A potential advantage of noninvasive BCIs could lie in their ability to retrieve signals from many points in the brain, whereas implanted chips can only cover a small, specific site and therefore only control a limited number of functions, such as motor movements. The external approach could be applied to broader, higher level cognitive tasks.

Neural Signals has an FDA-approved BCI that employs a small screw inserted 2 mm beneath the skull. The $50,000 device (including about $30,000 for surgery) is intended primarily for patients who are “locked-in” and have no movement at all, such as people with ALS. The device allows patients to move a cursor and turn a switch on and off.

BrainGate’s maker Cyberkinetics has plans for a prototype that would be implanted behind the ear and attach to external equipment via a magnet, so patients would not have a device protruding through their skin.

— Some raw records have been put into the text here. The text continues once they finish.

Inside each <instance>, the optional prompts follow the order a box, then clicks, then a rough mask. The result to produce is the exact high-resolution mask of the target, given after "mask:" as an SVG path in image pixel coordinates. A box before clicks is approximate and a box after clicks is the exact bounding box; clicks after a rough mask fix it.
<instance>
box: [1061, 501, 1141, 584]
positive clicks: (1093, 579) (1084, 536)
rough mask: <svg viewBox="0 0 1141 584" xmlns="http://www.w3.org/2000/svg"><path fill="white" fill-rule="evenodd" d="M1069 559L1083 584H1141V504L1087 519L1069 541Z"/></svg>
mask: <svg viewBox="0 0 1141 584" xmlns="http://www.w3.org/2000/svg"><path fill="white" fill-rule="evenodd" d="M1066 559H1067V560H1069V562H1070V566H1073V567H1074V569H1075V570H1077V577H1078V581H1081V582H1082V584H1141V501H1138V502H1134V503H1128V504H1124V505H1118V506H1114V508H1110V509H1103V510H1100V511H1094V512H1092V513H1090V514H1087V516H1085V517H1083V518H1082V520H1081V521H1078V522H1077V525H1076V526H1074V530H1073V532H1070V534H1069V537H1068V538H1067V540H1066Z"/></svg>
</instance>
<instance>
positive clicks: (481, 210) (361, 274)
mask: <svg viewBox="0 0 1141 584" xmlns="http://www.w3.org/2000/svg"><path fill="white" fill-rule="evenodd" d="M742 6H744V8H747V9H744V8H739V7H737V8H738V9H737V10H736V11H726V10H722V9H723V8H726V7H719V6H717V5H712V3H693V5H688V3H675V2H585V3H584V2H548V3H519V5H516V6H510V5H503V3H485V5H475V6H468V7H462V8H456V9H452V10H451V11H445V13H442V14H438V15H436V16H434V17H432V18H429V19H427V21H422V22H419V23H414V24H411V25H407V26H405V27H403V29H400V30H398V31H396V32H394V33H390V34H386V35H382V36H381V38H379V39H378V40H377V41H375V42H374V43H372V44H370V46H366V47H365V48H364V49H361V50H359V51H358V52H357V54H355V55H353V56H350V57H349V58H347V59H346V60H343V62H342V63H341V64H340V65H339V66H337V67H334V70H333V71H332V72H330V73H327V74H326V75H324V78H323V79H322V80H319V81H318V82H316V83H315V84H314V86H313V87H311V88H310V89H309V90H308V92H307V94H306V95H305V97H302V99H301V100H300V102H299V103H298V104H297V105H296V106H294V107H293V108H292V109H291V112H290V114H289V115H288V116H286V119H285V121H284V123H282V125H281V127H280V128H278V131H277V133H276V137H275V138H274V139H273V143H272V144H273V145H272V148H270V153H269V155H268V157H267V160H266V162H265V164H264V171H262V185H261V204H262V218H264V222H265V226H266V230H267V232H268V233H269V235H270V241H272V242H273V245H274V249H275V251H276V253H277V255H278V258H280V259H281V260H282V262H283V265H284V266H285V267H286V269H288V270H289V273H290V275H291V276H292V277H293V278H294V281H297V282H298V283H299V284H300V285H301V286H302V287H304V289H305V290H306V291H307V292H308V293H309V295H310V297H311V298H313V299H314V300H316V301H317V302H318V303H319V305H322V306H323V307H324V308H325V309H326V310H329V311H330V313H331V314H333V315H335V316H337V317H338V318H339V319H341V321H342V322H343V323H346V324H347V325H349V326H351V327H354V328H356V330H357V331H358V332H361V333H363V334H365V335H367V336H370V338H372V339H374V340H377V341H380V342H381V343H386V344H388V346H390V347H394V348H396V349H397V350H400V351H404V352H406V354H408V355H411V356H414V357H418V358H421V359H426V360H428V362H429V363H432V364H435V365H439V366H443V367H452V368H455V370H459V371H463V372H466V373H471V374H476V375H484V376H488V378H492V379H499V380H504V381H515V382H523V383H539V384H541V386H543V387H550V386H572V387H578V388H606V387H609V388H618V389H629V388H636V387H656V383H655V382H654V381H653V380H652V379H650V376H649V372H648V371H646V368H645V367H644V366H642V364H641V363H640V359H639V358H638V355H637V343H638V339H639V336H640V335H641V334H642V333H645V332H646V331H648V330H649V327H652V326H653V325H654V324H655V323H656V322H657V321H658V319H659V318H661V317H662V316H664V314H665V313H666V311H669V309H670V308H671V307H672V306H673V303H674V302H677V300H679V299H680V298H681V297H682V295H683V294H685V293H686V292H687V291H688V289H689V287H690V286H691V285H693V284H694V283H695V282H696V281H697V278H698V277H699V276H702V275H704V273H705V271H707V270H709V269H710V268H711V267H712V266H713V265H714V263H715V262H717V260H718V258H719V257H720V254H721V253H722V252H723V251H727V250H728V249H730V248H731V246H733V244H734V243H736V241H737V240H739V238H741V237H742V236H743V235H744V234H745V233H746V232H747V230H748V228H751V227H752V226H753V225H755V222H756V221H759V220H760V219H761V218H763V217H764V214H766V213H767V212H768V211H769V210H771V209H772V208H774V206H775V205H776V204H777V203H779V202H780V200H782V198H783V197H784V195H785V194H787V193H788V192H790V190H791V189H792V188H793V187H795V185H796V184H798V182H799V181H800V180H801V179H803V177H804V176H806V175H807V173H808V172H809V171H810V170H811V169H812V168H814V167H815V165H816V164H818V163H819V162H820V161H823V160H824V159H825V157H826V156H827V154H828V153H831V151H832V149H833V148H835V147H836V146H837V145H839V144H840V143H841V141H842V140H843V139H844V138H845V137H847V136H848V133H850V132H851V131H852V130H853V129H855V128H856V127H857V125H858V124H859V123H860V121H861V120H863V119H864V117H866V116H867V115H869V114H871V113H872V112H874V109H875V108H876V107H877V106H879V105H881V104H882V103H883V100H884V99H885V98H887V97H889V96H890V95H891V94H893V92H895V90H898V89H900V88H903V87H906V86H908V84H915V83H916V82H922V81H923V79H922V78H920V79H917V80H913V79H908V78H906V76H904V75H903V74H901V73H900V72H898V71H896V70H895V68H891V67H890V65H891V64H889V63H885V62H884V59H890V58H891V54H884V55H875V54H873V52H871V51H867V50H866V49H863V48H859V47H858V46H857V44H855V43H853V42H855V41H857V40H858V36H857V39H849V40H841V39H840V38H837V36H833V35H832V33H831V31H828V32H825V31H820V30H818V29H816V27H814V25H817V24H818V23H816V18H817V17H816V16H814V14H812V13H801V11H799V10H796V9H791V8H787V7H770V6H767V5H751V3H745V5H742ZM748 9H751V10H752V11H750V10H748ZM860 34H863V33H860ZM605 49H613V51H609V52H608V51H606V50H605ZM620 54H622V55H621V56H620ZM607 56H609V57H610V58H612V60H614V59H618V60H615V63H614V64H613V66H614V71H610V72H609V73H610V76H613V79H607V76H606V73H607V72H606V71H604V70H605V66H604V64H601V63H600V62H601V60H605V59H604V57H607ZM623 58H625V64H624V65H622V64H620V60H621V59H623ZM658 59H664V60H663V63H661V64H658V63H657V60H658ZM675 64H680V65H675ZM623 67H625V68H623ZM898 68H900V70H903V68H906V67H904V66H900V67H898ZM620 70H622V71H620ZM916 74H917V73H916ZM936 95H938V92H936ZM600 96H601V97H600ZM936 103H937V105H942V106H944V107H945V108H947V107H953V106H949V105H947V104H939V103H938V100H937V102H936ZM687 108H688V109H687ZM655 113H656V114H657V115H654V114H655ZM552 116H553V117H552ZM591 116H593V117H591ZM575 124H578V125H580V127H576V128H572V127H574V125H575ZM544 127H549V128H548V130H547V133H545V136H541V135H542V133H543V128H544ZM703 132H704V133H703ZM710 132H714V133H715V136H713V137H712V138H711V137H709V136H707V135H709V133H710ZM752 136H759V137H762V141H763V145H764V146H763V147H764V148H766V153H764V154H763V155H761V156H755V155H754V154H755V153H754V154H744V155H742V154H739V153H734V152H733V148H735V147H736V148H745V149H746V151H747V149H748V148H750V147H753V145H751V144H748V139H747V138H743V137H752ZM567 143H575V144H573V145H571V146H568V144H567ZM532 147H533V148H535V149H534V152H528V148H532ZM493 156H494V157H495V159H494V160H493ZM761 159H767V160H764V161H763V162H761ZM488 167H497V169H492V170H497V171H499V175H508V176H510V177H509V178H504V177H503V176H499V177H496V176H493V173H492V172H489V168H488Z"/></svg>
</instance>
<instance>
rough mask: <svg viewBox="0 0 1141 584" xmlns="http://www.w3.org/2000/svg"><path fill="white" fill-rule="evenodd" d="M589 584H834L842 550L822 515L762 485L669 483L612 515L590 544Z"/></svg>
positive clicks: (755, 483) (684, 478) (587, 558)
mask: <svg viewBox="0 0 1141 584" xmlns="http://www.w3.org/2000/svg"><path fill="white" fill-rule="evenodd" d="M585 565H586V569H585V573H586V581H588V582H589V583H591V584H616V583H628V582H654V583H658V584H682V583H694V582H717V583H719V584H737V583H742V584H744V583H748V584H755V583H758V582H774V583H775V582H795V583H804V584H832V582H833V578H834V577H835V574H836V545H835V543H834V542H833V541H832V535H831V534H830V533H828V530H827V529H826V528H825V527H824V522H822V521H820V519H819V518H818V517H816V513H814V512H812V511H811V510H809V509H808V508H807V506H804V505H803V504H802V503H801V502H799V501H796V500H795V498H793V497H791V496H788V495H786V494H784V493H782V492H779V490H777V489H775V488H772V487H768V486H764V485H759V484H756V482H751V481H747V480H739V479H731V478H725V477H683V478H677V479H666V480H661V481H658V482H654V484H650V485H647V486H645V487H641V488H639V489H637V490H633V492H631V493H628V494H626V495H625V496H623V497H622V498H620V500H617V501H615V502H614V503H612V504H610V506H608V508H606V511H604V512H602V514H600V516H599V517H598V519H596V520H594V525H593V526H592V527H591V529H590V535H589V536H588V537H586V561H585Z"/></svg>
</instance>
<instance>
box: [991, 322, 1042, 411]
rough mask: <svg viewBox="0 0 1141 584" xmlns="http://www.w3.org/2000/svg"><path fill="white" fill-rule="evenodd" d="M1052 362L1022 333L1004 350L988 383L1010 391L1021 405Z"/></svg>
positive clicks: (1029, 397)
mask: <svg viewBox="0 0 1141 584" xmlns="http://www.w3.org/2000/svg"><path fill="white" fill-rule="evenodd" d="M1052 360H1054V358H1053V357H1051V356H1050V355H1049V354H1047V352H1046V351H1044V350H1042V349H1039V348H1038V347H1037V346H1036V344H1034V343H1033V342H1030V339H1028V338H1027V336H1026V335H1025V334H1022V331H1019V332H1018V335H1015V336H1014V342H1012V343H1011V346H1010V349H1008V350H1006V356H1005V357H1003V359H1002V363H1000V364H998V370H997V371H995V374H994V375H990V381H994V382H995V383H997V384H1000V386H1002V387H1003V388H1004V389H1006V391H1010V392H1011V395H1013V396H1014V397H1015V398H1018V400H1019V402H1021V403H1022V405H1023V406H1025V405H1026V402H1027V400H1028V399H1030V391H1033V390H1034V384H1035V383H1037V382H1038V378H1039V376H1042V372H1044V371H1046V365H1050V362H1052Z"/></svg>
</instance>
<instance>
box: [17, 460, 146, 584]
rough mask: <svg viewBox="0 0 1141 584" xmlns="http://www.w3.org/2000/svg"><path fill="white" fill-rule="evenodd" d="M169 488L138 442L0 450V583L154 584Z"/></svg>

Reference: Philipkoski, Kristen (2005). “Patients Put on Thinking Caps.” Wired News, January 14.

Another New Birthing Simulator

Johns Hopkins University researchers have developed a new birthing simulator with a maternal pelvis with simulated soft tissue and sensors on the model fetus that report the forces being exerted on it. It is intended to be most helpful in preparing physicians for rare complications such as shoulder dystocia they otherwise might not encounter until a real emergency occurs.

Reference: Dollarhide, Maya (2005). “Birth Right.” Technology Review, January 6.